David M. Childs, 1941–2025

John Hill | 28. March 2025
One World Trade Center (2014), designed by Childs, with his earlier 7 World Trade Center (2006) peering behind it. (Photo: John Hill/World-Architects)

David Magie Childs joined SOM in 1971, four years after graduating from Yale University with a master's degree in architecture, and he stayed there until his retirement in 2022, moving from the Washington, DC, office to the New York City headquarters in between. Working so long at one firm not bearing his name is evidence of a different era of architectural practice—a particular, corporate type of practice born in the mid-20th century—as well as a modesty of character. The latter trait finds expression in the buildings designed by Childs, which ranged from postmodernism in masonry in the 1980s to all-glass skyscrapers this century. “I’m more like Eero Saarinen, whom I revere,” he's quoted as saying in a New York Times obituary, because “his buildings all look different.”

That obituary, by David Dunlap, asserts that “Mr. Childs was the antithesis of a ‘starchitect,’ whose celebrity derives from unmistakable flourishes.” Nevertheless, few architects can boast to having one of their creations documented in a television mini series and companion book, as was the case with Childs's Worldwide Plaza, a mixed-use complex built in the late 1980s on a full city block in Hell's Kitchen on Manhattan's West Side. Draped in brick and capped by pyramidal roofs, the trio of Worldwide Plaza buildings that Childs designed for developer William Zeckendorf, Jr. are part of SOM's postmodernist phase that would extend at least until the end of the millennium.

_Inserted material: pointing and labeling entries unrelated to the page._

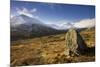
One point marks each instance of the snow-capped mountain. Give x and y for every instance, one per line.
x=24, y=26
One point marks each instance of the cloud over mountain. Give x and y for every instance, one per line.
x=85, y=23
x=27, y=12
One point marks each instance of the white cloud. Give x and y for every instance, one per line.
x=11, y=16
x=27, y=12
x=86, y=23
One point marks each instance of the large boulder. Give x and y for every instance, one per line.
x=74, y=42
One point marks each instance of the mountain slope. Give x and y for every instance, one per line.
x=23, y=26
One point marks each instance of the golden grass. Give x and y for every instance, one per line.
x=47, y=50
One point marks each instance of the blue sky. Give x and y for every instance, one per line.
x=53, y=12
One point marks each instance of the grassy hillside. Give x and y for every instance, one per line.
x=48, y=50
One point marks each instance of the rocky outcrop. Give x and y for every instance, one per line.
x=74, y=43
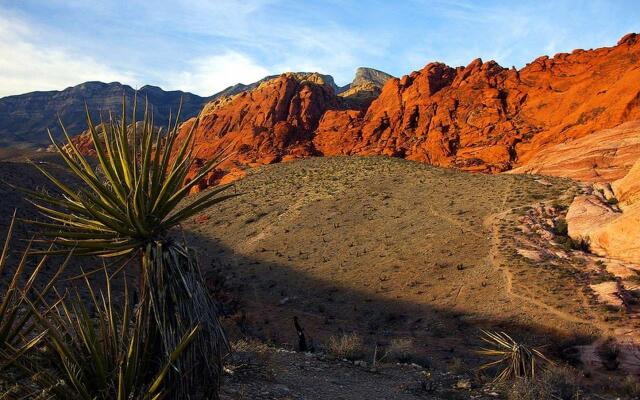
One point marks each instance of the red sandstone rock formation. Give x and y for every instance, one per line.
x=482, y=117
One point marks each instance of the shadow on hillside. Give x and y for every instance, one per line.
x=260, y=299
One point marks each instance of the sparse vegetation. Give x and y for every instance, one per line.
x=517, y=360
x=128, y=207
x=348, y=346
x=561, y=227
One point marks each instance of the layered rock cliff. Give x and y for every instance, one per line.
x=482, y=117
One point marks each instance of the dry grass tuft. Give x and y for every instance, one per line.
x=347, y=346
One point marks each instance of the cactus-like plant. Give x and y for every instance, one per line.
x=127, y=205
x=517, y=360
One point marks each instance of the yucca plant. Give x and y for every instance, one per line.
x=102, y=352
x=23, y=291
x=516, y=360
x=127, y=205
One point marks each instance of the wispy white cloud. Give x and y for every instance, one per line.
x=211, y=74
x=206, y=45
x=27, y=63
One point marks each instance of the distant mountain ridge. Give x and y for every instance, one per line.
x=24, y=118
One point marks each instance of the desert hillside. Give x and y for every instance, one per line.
x=395, y=249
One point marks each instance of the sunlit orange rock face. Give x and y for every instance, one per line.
x=481, y=117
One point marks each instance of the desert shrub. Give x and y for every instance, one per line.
x=581, y=244
x=609, y=354
x=561, y=227
x=347, y=346
x=629, y=387
x=513, y=359
x=400, y=350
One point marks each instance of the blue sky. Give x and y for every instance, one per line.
x=204, y=46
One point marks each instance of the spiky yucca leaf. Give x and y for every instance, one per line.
x=18, y=334
x=103, y=352
x=131, y=198
x=517, y=360
x=128, y=205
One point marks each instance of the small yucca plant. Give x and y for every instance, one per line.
x=128, y=204
x=18, y=333
x=517, y=360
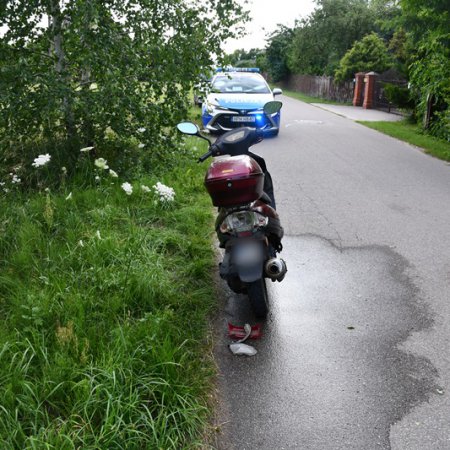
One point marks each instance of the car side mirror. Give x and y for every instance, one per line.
x=272, y=107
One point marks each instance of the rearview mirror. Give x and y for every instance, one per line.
x=272, y=107
x=188, y=128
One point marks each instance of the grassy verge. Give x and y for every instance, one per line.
x=412, y=134
x=308, y=99
x=103, y=299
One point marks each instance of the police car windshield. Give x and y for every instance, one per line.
x=239, y=84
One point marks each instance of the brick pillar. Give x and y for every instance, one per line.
x=369, y=91
x=359, y=87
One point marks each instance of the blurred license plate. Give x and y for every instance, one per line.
x=243, y=119
x=248, y=254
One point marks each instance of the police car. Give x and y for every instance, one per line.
x=236, y=98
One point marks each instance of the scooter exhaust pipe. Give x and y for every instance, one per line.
x=276, y=269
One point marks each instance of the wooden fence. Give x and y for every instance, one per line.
x=320, y=86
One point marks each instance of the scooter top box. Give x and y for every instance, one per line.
x=234, y=180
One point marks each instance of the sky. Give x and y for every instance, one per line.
x=265, y=15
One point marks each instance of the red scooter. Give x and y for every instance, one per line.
x=247, y=225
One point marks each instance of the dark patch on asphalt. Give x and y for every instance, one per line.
x=330, y=372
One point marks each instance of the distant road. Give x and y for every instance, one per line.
x=355, y=354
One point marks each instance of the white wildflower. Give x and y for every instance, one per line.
x=127, y=188
x=101, y=163
x=41, y=160
x=166, y=193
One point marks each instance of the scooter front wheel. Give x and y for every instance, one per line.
x=257, y=293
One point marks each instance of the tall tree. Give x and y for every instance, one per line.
x=80, y=70
x=322, y=39
x=277, y=51
x=427, y=22
x=370, y=53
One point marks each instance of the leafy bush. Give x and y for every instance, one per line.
x=398, y=95
x=368, y=54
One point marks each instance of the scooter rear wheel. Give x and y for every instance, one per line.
x=257, y=293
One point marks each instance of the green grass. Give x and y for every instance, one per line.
x=104, y=300
x=412, y=134
x=308, y=99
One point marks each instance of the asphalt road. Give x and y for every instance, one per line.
x=355, y=353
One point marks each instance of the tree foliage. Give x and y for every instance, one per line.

One Worldwide Plaza (right) and Two Worldwide Plaza (left), designed by David M. Childs and completed in 1989. (Photo: Jim.henderson/Wikimedia Commons)

As partner at the New York office of SOM from his arrival there in 1984 until his retirement, Childs was responsible for the design of numerous buildings, but his work this century centers on a trio of projects in Manhattan: one at Columbus Circle and two at the World Trade Center. 

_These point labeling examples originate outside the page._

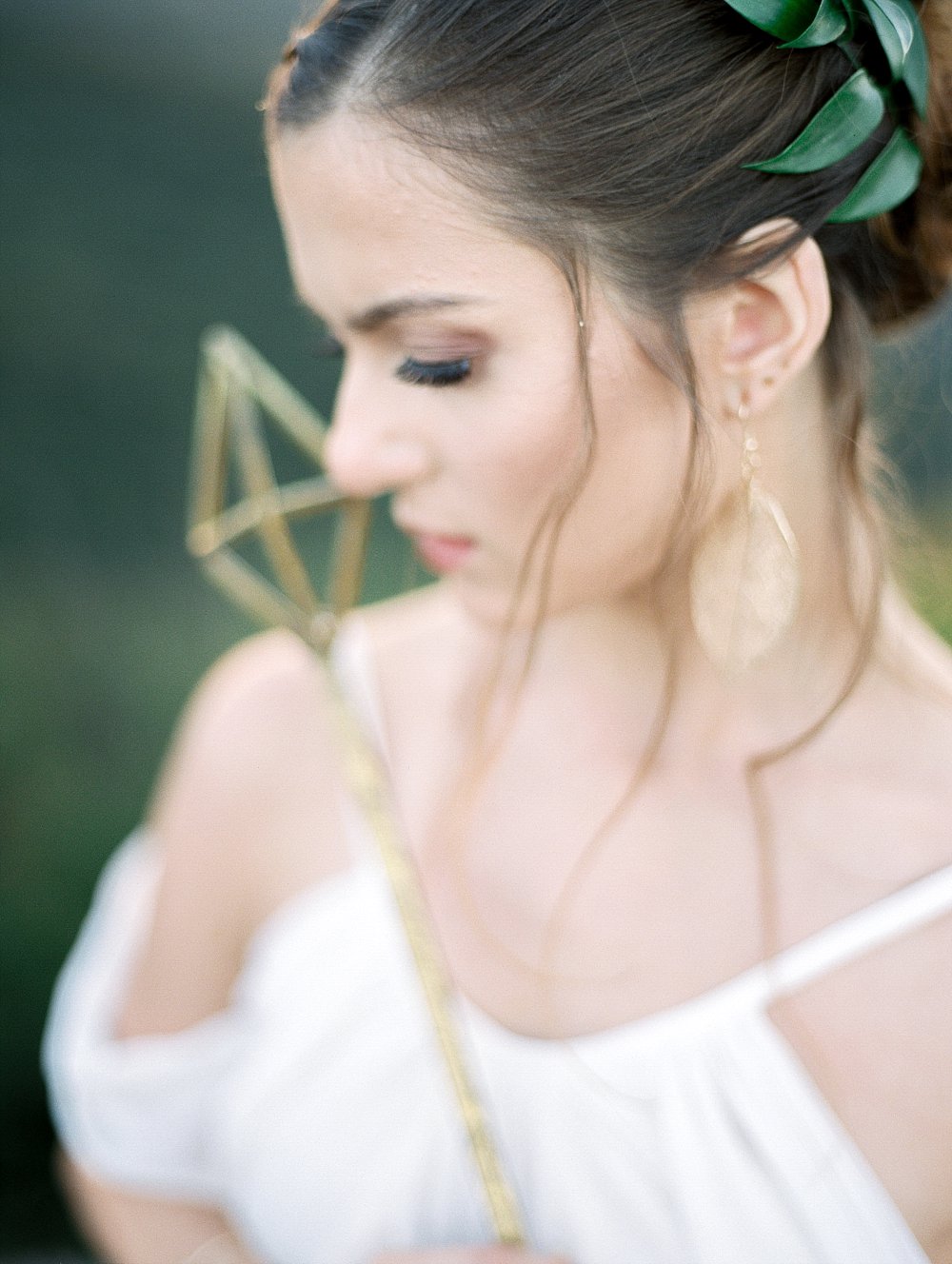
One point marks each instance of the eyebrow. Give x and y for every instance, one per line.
x=382, y=314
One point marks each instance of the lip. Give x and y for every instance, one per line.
x=442, y=554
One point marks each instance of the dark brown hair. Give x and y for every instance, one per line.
x=613, y=134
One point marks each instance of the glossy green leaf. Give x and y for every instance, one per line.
x=916, y=69
x=894, y=31
x=831, y=23
x=885, y=184
x=848, y=118
x=784, y=19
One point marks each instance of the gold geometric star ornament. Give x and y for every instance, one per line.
x=238, y=391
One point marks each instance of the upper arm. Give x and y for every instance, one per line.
x=246, y=813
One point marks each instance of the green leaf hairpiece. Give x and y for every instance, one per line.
x=854, y=112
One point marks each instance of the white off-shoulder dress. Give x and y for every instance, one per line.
x=317, y=1113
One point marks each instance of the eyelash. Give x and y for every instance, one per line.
x=434, y=373
x=425, y=373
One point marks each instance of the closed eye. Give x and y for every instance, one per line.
x=434, y=373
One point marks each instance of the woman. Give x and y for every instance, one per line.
x=667, y=751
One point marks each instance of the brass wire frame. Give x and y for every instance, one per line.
x=235, y=387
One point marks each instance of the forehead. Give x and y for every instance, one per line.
x=367, y=218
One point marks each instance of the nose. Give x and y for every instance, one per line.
x=369, y=447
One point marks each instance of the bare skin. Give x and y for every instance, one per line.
x=860, y=812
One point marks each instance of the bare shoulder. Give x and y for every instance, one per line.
x=423, y=647
x=246, y=816
x=883, y=1024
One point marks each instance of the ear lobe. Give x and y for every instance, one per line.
x=775, y=323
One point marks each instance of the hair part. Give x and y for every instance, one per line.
x=613, y=135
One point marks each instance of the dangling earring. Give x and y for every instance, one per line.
x=744, y=577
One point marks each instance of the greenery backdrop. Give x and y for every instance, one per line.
x=135, y=212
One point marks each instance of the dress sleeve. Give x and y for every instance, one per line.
x=139, y=1111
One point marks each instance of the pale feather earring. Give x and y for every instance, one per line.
x=744, y=577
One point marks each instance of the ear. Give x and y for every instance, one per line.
x=769, y=326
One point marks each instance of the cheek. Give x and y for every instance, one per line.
x=530, y=449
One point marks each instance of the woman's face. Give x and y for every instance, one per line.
x=462, y=388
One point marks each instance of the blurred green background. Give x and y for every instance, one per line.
x=135, y=211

What would become Time Warner Center, and is now known as Deutsche Bank Center, began as a replacement for the Coliseum, an architecturally bland convention center on the western edge of Columbus Circle slated for demolition after the construction of the larger Javits Center in 1986. Working for developer Mortimer B. Zuckerman, Childs's early schemes for the site were postmodern, depicting a cluster of masonry buildings ascending to two skyscrapers joined by a sky bridge. Following delays and changes in architects and developers, the complex Childs designed for Related Companies and that was ultimately built retained the pair of towers but sheathed their parallelogram shapes in mirrored glass and joined them via a curving mall at street level. Completed in 2003, Time Warner Center was notably the first major development built in New York City following the September 11 attacks.

Deutsche Bank Center, 2003 (Photo: Alex Liivet, cropped from the original at Wikimedia Commons)

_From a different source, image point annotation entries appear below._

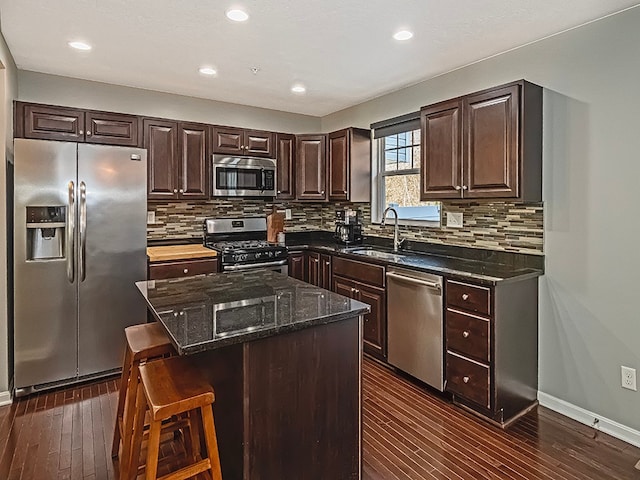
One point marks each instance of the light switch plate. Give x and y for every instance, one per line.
x=454, y=220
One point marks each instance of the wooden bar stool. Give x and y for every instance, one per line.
x=168, y=388
x=144, y=342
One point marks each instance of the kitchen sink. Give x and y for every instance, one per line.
x=390, y=256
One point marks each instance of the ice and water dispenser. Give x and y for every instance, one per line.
x=45, y=232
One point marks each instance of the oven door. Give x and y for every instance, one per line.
x=243, y=177
x=280, y=266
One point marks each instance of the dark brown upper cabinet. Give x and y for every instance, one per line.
x=238, y=141
x=350, y=165
x=484, y=145
x=311, y=167
x=47, y=122
x=285, y=166
x=177, y=160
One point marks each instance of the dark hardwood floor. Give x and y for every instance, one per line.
x=408, y=434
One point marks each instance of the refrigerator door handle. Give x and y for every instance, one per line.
x=71, y=230
x=82, y=266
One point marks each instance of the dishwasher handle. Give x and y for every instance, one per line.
x=416, y=281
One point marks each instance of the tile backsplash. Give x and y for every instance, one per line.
x=491, y=225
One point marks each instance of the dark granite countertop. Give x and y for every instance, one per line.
x=207, y=312
x=490, y=272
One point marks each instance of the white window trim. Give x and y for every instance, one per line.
x=377, y=186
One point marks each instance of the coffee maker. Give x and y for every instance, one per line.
x=348, y=227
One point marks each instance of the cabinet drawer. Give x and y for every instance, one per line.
x=363, y=272
x=472, y=298
x=159, y=271
x=468, y=335
x=468, y=379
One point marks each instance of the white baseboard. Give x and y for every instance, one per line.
x=586, y=417
x=5, y=398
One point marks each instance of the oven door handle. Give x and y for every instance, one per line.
x=248, y=266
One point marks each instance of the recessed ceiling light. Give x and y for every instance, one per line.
x=80, y=46
x=207, y=70
x=237, y=15
x=403, y=35
x=298, y=88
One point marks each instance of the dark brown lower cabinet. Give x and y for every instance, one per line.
x=182, y=268
x=296, y=265
x=492, y=347
x=318, y=269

Even before the events of 9/11, Larry Silverstein had hired Childs to renovate the Twin Towers at the World Trade Center, whose lease the developer had happened to acquire in July 2001. If Silverstein's immediate impulse were carried through, though, Childs would have been responsible for designing the all of the office space replacing the Twin Towers, but, as explained in Dunlap's obituary, “Mr. Childs declined the commission to design all the new towers, saying architectural diversity was vital to the site.” Still, he was ultimately responsible for two of the half-dozen numbered towers at the WTC site, beginning with 7 World Trade Center in 2006—which Dunlap calls “arguably Mr. Childs’s finest skyscraper”—and culminating with the 104-story One World Trade Center in 2014.

At the time of the very public unfolding of the design One World Trade Center, and depending on what your sources for news were, Childs was portrayed as something of an antagonist to Daniel Libeskind, the unlikely winner of the WTC master plan competition. Libeskind was inspired by the Statue of Liberty in designing what he called Freedom Tower, the tallest of the replacement buildings, reaching a symbolically charged height of 1776 feet. Childs was the corporate architect with strong ties to developers, while Libeskind was the avant-garde architect whose built resume consisted of just one building at the time. The combination of Freedom Tower's asymmetrical design and Libeskind's lack of practical experience made Childs and SOM ideal for the commission, one that would retain its height but be renamed One World Trade Center. The tallest building at the World Trade Center, in all of New York City, and in the Western Hemisphere, Childs's One World Trade Center was also, like Worldwide Plaza, fittingly the subject of a documentary and a book-length monograph soon after it opened in 2014.